Wednesday, humanity published a photograph of a BLACK HOLE. M87*, fifty-five million light-years away: an orange ring of superheated doom around a shadow where physics stops answering emails. The Event Horizon Telescope is the engineering story of the decade hiding inside the science story of the decade — eight radio observatories across four continents synchronized into one EARTH-SIZED virtual dish, generating so much data (petabytes) that it shipped by FEDEX’D HARD DRIVES because sneakernet still beats backbone at that scale (#017’s speed-of-light constraint, now a feature). The correlation ran for two years; the imaging teams worked in DELIBERATELY ISOLATED groups with different algorithms to make sure the ring wasn’t a shared artifact — blind-injection culture (#076) matured into blind-RECONSTRUCTION culture. And the internet, correctly, made Katie Bouman’s hands-over-mouth photo the icon: behind every impossible image, a person watching their pipeline converge.
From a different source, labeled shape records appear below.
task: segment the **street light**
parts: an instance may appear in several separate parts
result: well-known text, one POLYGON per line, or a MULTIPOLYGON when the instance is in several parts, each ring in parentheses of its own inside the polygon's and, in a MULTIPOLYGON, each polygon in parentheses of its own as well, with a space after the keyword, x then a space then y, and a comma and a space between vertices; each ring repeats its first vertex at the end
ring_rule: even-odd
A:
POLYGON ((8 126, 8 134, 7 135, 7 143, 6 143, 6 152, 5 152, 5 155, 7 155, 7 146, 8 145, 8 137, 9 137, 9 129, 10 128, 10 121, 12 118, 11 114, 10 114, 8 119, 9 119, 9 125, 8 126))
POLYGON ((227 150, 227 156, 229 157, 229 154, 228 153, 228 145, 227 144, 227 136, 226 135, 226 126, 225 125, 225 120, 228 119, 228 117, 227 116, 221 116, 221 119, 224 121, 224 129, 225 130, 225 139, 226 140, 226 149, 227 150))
Then TODAY, because the universe schedules its programming: TIGER WOODS WON THE MASTERS. Eleven years after his last major; after the scandals, four back surgeries, a spinal FUSION, and a mugshot; at 43, in red on Sunday, hugging his kids behind the 18th where he once hugged his father. The office — including people who’ve never watched golf — stopped for the back nine. I have no engineering metaphor worthy of it and refuse to manufacture one: some systems, written off by every reasonable observer, refactor THEMSELVES. The comeback is real and the comeback is rare and we watched one live.

TIL: VLBI correlation — atomic clocks at each telescope timestamp the raw signal so it can be interfered AFTER the fact, in software. Synchronization without communication. The distributed-systems final exam, administered by the cosmos, passed.